Just an update for anyone who comes across this discussion later:
It turns out that the previous owner had spare lines made up for most of the running rigging. The lines had obviously been swapped in the past, cleaned, and properly stored in a locker down below. The only notable exceptions were the line for the vang (though there is a new-looking coil of the same line in the spares locker, so with a simple close eye splice and cut to length, I can easily make one), and there was only one line of the correct length for the traveler. I swapped the sheets and removed everything to bring home to inspect and clean.

I chained the lines and put them in our front loading washer on delicate, low spin, with regular detergent. After the wash was finished, I loaded the machine with Nikwax wash-in formula, set the machine for a hot water quick wash, also low spin. The lines came out looking and feeling great. I’m figuring I’ll be good with the swapped lines through next season at least before I swap the sheets again. After another season or two, I’ll evaluate again to see if the next swap should be with new line. This at least extends the comfortable life of these lines by a bit! Thanks all for the recommendations, and thanks to the search feature for providing even more good information.


----------



## JohnBPrice (Aug 10, 2014)

Nice. How do you think the nikwax affected the feel of your lines?


----------



## sailingfool (Apr 17, 2000)

jwoytek said:


> ... We are still rank amateurs, but improving! A sail like this one was exactly what I needed to recharge after a busy week heading into another busy week.
> 
> View attachment 139984
> 
> ...


 FYI, you want to put at least three or more turns of a sheet on a winch or the sheet will not develop enough friction for the winch to hold it and will tend to slip. If you are using smaller line, you want enough turns to fully cover the center of the winch drum. So using a 5/16" spinnaker sheet, you may need eight turns or so for the winch to hold the line. See 8:40 in


----------



## jwoytek (Aug 22, 2008)

JohnBPrice said:


> Nice. How do you think the nikwax affected the feel of your lines?

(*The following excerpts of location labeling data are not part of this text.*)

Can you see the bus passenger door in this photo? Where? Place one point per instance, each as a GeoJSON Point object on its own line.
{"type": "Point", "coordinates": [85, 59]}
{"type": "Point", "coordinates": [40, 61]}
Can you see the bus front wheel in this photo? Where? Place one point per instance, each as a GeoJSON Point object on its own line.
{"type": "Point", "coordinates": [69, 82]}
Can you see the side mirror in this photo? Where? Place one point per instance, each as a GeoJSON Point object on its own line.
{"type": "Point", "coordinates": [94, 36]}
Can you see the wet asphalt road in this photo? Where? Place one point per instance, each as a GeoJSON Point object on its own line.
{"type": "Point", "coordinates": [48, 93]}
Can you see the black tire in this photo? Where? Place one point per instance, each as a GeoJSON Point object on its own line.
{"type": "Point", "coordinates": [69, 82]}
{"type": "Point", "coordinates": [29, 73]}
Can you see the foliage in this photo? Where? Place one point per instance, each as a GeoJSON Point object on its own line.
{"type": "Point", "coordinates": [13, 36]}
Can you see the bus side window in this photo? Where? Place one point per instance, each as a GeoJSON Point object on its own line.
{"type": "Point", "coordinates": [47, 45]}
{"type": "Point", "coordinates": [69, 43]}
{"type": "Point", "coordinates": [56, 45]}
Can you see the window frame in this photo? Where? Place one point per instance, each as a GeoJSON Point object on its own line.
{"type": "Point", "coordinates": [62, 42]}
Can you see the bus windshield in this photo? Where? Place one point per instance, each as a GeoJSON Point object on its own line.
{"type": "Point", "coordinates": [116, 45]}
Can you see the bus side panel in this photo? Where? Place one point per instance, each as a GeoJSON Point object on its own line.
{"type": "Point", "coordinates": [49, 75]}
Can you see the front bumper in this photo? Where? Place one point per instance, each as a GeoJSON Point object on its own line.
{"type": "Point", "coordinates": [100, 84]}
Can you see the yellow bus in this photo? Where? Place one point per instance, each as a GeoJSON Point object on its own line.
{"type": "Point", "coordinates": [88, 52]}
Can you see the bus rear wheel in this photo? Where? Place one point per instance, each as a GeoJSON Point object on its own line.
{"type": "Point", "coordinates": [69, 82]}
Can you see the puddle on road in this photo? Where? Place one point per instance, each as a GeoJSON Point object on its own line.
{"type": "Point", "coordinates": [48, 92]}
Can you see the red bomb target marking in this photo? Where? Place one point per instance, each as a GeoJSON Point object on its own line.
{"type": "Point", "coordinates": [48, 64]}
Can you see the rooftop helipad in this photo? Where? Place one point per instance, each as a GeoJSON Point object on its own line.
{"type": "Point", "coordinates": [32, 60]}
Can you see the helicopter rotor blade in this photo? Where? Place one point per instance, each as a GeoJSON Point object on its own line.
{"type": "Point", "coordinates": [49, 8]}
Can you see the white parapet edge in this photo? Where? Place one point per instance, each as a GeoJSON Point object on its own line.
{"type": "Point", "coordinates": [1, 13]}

I was curious about this myself and handled the lines after both the wash cycle and the Nikwax cycle. I did not dry them in between, so my dry handling comments are only after both cycles and air drying was complete.

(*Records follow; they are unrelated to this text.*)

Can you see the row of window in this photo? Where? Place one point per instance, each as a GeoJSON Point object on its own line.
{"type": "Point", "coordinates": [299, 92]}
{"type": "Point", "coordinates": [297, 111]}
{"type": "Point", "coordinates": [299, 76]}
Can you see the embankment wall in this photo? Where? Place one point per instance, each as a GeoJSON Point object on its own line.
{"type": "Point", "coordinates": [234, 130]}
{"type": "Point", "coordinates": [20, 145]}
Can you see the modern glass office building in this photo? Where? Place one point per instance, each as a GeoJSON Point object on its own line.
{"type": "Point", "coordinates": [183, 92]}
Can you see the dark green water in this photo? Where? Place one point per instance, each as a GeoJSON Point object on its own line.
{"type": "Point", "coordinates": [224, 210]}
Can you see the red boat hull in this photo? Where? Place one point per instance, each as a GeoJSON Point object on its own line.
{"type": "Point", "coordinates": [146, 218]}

After the straight wash cycle, the lines felt less stiff, looked a lot cleaner, and felt quite damp. They held their chaining well.

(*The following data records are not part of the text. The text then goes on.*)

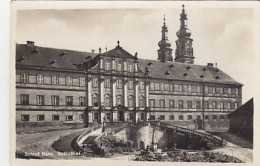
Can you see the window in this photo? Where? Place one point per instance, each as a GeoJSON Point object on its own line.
{"type": "Point", "coordinates": [69, 100]}
{"type": "Point", "coordinates": [95, 82]}
{"type": "Point", "coordinates": [171, 117]}
{"type": "Point", "coordinates": [162, 103]}
{"type": "Point", "coordinates": [130, 85]}
{"type": "Point", "coordinates": [221, 105]}
{"type": "Point", "coordinates": [180, 117]}
{"type": "Point", "coordinates": [214, 105]}
{"type": "Point", "coordinates": [180, 88]}
{"type": "Point", "coordinates": [225, 90]}
{"type": "Point", "coordinates": [167, 87]}
{"type": "Point", "coordinates": [151, 86]}
{"type": "Point", "coordinates": [236, 105]}
{"type": "Point", "coordinates": [68, 80]}
{"type": "Point", "coordinates": [185, 88]}
{"type": "Point", "coordinates": [82, 81]}
{"type": "Point", "coordinates": [198, 104]}
{"type": "Point", "coordinates": [108, 116]}
{"type": "Point", "coordinates": [152, 117]}
{"type": "Point", "coordinates": [176, 88]}
{"type": "Point", "coordinates": [107, 83]}
{"type": "Point", "coordinates": [198, 89]}
{"type": "Point", "coordinates": [54, 80]}
{"type": "Point", "coordinates": [189, 88]}
{"type": "Point", "coordinates": [162, 86]}
{"type": "Point", "coordinates": [189, 104]}
{"type": "Point", "coordinates": [142, 116]}
{"type": "Point", "coordinates": [95, 116]}
{"type": "Point", "coordinates": [25, 99]}
{"type": "Point", "coordinates": [142, 102]}
{"type": "Point", "coordinates": [162, 117]}
{"type": "Point", "coordinates": [119, 67]}
{"type": "Point", "coordinates": [152, 103]}
{"type": "Point", "coordinates": [131, 101]}
{"type": "Point", "coordinates": [229, 105]}
{"type": "Point", "coordinates": [130, 68]}
{"type": "Point", "coordinates": [180, 103]}
{"type": "Point", "coordinates": [119, 83]}
{"type": "Point", "coordinates": [193, 88]}
{"type": "Point", "coordinates": [40, 100]}
{"type": "Point", "coordinates": [69, 118]}
{"type": "Point", "coordinates": [55, 117]}
{"type": "Point", "coordinates": [229, 91]}
{"type": "Point", "coordinates": [119, 100]}
{"type": "Point", "coordinates": [55, 100]}
{"type": "Point", "coordinates": [25, 118]}
{"type": "Point", "coordinates": [157, 86]}
{"type": "Point", "coordinates": [82, 101]}
{"type": "Point", "coordinates": [95, 100]}
{"type": "Point", "coordinates": [141, 85]}
{"type": "Point", "coordinates": [107, 101]}
{"type": "Point", "coordinates": [206, 104]}
{"type": "Point", "coordinates": [39, 79]}
{"type": "Point", "coordinates": [107, 66]}
{"type": "Point", "coordinates": [171, 103]}
{"type": "Point", "coordinates": [40, 117]}
{"type": "Point", "coordinates": [24, 78]}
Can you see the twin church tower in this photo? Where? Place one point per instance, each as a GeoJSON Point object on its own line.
{"type": "Point", "coordinates": [184, 50]}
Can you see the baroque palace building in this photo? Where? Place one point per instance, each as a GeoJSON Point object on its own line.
{"type": "Point", "coordinates": [71, 87]}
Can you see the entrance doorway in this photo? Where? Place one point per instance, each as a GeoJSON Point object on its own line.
{"type": "Point", "coordinates": [120, 116]}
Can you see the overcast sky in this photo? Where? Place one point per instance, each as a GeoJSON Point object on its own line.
{"type": "Point", "coordinates": [223, 36]}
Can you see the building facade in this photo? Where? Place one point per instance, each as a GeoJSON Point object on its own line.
{"type": "Point", "coordinates": [65, 86]}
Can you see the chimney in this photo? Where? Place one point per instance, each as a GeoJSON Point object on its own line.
{"type": "Point", "coordinates": [210, 65]}
{"type": "Point", "coordinates": [30, 43]}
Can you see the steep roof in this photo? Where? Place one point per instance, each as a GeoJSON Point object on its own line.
{"type": "Point", "coordinates": [50, 57]}
{"type": "Point", "coordinates": [71, 60]}
{"type": "Point", "coordinates": [184, 71]}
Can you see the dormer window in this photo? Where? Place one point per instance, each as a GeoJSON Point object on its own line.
{"type": "Point", "coordinates": [36, 51]}
{"type": "Point", "coordinates": [63, 53]}
{"type": "Point", "coordinates": [150, 63]}
{"type": "Point", "coordinates": [53, 62]}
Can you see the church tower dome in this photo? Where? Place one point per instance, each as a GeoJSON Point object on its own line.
{"type": "Point", "coordinates": [184, 50]}
{"type": "Point", "coordinates": [165, 51]}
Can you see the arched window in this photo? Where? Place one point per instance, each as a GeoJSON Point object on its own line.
{"type": "Point", "coordinates": [141, 102]}
{"type": "Point", "coordinates": [107, 100]}
{"type": "Point", "coordinates": [95, 100]}
{"type": "Point", "coordinates": [131, 101]}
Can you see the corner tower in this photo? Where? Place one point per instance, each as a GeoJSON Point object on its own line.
{"type": "Point", "coordinates": [165, 51]}
{"type": "Point", "coordinates": [184, 50]}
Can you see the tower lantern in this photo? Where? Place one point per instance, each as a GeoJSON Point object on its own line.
{"type": "Point", "coordinates": [165, 51]}
{"type": "Point", "coordinates": [184, 50]}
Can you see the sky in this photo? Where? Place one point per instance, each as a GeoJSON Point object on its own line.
{"type": "Point", "coordinates": [220, 35]}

After the Nikwax cycle, my main takeaways were that they felt a lot less damp and seemed lighter, and they seemed even less stiff. I also noticed that one of the four lines (of course, the longest one, the mainsheet) had mostly un-chained itself. It wasn't tangled, so maybe it was just the last set of agitation that caused it to pull itself free.

After drying, the lines felt good and ran through my hands much more smoothly than they did before. I didn't dunk them to test water repellency. They coiled nicely with a smooth lay and the few twists that were imparted on the mainsheet came out with an easy flip.

The line for the vang has a close eye splice at the end that attaches to a becket on the tackle at the vang. This splice was not whip locked, and some core had worked itself loose. The end of the standing part had a whip lock, though, so I worked the cover back from there and the eye splice set itself well again. I'll whip lock that before I reinstall it.

It will be a bit before we are back on board, but I'm looking forward to seeing how these lines behave over the rest of the season.


----------



## jwoytek (Aug 22, 2008)

sailingfool said:


> FYI, you want to put at least three or more turns of a sheet on a winch or the sheet will not develop enough friction for the winch to hold it and will tend to slip. If you are using smaller line, you want enough turns to fully cover the center of the winch drum. So using a 5/16" spinnaker sheet, you may need eight turns or so for the winch to hold the line. See 8:40 in


Excellent point. I get lazy with the stays'l sheet because there's so little load on that--most of the time.


----------